Господа, несколько дней назад на этом сайте была опубликована написанная по материалам Фернандо Гонта статья Атаки на соединения TCP с помощью пакетов ICMP. В связи с приведенной в статье информацией возникает интересный вопрос о возможной уязвимости для такого рода атак приложений, использующих транспорт UDP. Хотелось бы узнать ваше мнение на сей счет.
По опыту использования flex response в снорт, где для обрыва udp "соединения" исполльзуется как раз ICMP Dest unre, могу сказать, что специфично для приложения. Некоторые отрабатывают, некоторые нет. Например TFTP клиент windows вполне выдувал файлы с Dlink, не смотря на штурм со стороны снорта. А вот с линуксового TFTP сервера - уже не получалось. ИМХО, на ошибки здесь реагирует само приложение а не стек, соответсвенно - все на совести кодера.

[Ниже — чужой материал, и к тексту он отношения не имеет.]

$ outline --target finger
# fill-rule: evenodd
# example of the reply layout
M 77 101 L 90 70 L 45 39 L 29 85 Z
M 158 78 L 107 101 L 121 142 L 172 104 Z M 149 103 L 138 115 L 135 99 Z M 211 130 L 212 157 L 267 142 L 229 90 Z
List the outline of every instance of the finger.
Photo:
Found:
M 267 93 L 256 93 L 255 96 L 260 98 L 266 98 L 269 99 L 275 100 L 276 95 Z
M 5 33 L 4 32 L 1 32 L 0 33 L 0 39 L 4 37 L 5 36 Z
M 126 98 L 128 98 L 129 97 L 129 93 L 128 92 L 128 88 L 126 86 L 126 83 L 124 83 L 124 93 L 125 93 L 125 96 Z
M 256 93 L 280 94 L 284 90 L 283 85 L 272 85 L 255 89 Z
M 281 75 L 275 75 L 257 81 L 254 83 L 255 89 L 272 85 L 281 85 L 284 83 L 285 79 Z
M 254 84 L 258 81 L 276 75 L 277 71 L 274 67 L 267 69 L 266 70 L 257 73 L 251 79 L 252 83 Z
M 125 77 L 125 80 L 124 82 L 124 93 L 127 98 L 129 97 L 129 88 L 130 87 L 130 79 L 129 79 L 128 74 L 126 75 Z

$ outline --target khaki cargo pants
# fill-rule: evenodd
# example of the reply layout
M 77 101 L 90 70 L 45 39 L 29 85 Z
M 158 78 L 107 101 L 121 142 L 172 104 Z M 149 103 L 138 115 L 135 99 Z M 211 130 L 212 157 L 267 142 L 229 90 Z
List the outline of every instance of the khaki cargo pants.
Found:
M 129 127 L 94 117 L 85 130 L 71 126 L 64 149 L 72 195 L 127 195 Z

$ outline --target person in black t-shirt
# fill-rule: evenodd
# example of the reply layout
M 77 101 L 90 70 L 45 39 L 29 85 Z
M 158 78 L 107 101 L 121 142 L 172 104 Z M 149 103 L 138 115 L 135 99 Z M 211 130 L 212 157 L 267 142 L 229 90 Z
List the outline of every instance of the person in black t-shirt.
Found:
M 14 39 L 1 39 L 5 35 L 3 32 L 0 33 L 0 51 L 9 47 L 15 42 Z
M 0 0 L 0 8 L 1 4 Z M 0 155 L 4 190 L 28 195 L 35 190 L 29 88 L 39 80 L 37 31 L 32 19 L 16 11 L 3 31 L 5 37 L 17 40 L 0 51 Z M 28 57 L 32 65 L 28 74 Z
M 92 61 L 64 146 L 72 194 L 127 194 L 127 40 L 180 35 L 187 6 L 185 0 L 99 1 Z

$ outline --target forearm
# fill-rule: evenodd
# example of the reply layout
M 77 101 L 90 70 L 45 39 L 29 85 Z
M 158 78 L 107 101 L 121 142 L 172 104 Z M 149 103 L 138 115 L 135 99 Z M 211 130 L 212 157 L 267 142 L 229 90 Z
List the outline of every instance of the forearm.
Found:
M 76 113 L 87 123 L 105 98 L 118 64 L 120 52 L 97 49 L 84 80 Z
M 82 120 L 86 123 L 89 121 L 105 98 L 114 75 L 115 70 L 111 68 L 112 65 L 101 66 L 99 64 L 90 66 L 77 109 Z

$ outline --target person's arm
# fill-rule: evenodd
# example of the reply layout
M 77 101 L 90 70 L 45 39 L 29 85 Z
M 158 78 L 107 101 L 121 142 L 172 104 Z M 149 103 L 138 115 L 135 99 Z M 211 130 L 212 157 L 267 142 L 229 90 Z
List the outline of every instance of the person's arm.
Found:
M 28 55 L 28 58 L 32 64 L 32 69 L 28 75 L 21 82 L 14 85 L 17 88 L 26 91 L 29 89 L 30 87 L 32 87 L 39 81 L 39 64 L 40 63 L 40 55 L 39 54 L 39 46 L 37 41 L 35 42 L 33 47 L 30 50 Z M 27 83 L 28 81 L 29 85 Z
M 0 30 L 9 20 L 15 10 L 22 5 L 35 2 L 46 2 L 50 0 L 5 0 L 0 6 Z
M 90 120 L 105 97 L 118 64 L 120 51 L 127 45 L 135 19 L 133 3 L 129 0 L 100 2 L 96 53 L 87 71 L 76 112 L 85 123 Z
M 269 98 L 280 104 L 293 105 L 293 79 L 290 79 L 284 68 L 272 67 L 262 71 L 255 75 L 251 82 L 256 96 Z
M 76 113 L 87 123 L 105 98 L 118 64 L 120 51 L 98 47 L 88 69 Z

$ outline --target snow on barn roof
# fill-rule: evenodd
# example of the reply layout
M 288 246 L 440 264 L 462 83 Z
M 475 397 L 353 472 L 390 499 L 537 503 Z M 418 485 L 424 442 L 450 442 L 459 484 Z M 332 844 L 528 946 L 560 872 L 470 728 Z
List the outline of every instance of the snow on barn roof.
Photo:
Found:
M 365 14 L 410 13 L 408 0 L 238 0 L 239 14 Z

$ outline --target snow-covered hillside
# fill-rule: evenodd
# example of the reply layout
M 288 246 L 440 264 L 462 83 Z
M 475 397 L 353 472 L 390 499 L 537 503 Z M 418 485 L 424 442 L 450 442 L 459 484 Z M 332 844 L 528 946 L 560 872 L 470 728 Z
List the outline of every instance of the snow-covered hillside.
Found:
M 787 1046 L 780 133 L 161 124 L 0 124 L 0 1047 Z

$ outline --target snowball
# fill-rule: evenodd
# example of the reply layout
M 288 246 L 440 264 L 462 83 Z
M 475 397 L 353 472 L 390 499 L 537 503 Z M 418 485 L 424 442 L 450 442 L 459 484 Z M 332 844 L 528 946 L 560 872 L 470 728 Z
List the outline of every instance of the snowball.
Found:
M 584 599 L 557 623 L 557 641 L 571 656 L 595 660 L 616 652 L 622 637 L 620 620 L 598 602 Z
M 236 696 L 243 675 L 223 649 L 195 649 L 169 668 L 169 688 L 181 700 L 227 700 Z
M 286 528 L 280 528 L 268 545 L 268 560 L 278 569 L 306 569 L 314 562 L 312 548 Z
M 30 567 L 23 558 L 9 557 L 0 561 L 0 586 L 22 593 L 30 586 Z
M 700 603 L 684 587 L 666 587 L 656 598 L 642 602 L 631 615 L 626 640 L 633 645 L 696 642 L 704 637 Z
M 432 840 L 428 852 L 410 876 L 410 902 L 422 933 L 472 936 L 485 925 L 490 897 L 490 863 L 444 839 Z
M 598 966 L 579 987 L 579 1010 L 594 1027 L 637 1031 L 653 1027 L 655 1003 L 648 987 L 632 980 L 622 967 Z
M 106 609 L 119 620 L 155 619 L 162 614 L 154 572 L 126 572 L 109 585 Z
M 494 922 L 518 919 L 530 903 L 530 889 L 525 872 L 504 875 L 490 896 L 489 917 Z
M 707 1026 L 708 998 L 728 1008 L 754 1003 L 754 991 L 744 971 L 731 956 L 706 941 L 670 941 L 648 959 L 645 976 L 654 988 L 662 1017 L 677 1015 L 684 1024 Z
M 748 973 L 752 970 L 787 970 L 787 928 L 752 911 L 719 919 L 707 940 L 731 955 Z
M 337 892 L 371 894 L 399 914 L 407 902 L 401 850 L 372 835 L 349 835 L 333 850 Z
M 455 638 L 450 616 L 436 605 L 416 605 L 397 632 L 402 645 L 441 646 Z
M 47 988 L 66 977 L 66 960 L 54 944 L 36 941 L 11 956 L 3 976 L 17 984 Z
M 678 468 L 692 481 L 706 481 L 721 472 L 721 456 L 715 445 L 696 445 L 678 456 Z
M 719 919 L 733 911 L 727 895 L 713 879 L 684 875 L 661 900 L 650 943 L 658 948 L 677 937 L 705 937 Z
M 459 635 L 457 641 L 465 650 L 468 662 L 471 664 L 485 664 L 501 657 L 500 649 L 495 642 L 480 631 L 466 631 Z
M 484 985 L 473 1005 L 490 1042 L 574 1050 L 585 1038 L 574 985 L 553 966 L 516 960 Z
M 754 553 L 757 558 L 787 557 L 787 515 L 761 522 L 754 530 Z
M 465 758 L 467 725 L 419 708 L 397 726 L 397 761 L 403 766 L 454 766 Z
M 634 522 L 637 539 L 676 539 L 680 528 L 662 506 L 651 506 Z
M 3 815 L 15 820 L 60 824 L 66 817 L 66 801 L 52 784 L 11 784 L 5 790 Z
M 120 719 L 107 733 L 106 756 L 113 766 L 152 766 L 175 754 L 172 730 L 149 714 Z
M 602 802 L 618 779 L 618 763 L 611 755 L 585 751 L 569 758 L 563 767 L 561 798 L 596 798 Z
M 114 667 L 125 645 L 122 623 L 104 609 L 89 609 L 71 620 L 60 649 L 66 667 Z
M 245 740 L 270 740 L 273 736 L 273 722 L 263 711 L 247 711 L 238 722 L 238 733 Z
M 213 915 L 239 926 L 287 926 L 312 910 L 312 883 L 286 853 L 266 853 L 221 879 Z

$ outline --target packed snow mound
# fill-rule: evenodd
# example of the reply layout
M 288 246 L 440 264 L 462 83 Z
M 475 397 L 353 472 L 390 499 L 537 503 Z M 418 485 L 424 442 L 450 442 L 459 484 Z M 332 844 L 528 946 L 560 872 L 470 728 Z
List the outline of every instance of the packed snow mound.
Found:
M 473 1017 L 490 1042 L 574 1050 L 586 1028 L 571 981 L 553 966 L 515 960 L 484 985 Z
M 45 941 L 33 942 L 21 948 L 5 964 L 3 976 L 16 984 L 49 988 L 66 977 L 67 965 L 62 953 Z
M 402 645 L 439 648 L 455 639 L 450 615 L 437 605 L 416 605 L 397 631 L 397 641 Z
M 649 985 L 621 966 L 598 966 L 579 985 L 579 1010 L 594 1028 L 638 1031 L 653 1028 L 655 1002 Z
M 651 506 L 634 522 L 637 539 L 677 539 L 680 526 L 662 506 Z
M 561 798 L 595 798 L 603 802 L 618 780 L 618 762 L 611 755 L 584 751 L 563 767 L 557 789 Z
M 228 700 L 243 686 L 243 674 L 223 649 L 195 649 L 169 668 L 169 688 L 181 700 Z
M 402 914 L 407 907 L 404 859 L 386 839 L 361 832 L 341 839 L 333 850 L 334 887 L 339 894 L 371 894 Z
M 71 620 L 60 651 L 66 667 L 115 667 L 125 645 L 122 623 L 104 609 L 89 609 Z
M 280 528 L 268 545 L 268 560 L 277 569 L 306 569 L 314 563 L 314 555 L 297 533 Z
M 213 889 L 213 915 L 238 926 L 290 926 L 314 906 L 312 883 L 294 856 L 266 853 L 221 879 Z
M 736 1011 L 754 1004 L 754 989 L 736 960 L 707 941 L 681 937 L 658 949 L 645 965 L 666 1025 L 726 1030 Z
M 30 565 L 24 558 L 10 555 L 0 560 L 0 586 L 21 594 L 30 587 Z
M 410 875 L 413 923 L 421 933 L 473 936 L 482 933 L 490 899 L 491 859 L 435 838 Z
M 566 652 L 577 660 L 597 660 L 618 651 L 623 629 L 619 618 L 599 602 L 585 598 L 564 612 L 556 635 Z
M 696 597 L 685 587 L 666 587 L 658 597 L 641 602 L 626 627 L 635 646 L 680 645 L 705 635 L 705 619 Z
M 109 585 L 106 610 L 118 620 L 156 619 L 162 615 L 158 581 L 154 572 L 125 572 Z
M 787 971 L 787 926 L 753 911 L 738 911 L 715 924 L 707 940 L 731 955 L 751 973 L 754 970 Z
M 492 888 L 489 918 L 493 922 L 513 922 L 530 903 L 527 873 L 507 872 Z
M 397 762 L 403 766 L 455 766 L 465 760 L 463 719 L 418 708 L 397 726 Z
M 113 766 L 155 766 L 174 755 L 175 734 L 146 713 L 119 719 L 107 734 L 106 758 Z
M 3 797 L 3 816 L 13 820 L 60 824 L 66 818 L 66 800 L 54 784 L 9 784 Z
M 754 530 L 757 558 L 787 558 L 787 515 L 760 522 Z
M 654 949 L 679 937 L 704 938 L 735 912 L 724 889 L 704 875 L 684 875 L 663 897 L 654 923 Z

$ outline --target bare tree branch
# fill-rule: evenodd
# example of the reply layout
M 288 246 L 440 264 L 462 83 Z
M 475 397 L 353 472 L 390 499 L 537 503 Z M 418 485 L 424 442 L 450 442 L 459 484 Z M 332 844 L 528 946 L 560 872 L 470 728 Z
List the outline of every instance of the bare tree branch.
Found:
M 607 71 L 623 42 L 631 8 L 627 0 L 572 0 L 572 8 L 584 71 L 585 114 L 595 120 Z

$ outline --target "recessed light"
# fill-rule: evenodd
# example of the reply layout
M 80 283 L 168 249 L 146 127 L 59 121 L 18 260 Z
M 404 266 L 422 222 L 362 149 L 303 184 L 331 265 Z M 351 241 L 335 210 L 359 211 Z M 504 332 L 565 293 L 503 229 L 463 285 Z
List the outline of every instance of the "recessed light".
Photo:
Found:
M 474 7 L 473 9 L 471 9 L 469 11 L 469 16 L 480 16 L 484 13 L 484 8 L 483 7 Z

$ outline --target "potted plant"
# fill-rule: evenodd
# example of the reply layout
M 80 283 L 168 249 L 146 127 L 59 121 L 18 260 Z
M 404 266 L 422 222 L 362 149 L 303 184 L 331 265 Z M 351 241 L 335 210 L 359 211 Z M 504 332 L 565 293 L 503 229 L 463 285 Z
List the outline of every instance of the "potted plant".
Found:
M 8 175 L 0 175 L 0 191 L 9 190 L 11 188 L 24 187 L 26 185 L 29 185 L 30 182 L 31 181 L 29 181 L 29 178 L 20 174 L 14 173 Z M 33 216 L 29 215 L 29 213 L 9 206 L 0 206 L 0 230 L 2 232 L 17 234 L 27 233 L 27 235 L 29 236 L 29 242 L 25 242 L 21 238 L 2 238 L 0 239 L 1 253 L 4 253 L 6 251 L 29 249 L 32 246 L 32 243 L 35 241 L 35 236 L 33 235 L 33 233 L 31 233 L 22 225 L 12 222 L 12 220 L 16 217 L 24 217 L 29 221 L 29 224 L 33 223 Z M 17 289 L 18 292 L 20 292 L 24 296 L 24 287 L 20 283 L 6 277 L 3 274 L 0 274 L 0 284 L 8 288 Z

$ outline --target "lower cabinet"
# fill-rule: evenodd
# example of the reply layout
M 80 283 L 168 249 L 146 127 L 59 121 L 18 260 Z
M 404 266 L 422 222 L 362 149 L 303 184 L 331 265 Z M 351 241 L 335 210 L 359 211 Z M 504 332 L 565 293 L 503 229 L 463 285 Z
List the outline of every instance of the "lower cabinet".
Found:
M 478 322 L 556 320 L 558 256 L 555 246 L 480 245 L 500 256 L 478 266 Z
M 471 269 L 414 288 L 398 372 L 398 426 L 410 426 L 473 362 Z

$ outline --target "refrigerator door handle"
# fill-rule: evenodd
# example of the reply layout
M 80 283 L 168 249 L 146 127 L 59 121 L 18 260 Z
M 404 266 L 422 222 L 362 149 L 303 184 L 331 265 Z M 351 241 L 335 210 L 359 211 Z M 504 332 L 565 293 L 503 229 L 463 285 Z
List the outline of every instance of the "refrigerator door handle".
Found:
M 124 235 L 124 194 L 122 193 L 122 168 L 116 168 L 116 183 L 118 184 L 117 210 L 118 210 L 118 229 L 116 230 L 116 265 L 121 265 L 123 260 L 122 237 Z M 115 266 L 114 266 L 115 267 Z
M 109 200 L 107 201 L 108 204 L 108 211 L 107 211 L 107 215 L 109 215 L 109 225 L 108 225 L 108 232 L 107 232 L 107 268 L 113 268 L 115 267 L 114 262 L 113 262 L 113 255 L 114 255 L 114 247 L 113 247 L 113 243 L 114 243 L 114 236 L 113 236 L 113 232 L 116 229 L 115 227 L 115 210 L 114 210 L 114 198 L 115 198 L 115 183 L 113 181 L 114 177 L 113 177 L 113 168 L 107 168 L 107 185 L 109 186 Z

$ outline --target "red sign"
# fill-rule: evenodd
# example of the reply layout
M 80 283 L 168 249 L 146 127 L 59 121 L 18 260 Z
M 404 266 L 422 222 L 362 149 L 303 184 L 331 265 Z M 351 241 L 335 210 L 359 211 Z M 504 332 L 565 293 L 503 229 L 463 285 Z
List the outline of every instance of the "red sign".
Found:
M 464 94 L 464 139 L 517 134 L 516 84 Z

Я думаю для эксперементов snort вполне подойдет.
В голову приходят kerberos и snmp, но они state-less. Можно попробовать просто подолбить службы Windows (135,137-139,445, RPC 1024 и выше) и т.д., которые могут работать и по UDP и по TCP. Вполне возможно, что у них обработчки ошибок поинтересней. Мало ли что разработчкам MS пришло в голову. tip. Что бы заставить windows соединется по CIFS с использованием UDP можно на клиентской машине (или сервере) отфильтровать TCP варианты этого порта (например закрыть 445й и 137-139 TCP).
Сергей Гордейчик пишет: Можно попробовать просто подолбить службы Windows (135,137-139,445, RPC 1024 и выше)
С первой попытки мне этого не удалось, а для более серьезных не хватает знаний в части нутра Windows.
есть еще один привлекательный объект - приложения, использующие SIP. К сожаления у меня в настоящий момент нет под рукой достаточного количества железа, чтобы сделать стенд.. Некотрые другие системы, которые используют транспорт UDP для для connection-based служб я уже попробовал, и результаты меня откровенно опечалили.
Я вчера довольно много времени потратил и обнаружил странную вещь. Поскольку обработка сообщений об ошибках происходит выше транспортного уровня, в случае использования разнотипных клиентов влияние потока ICMP вполне может быть анизотропным, т. е. результаты будут зависеть от того, кому будет передаваться поток сообщений об ошибках - клиенту или серверу. У меня же обнаружилась странная вешь при попытке блокировать организацию соединений TFTP. В качестве клиента всякий раз использовалась станция Windows XP, а серверами были Linux и D-Link на платформе Win2K. Получилось, что для пары XP-Linux блокировка соединений удавалась при передаче потока ICMP любому из хостов (хоть клиенту, хоть серверу), а для пары D-Link-XP блокировать попытки организации соединения не удавалось, но эффект также не зависел от направления. Это мне представляется странным, но объяснения я пока не вижу.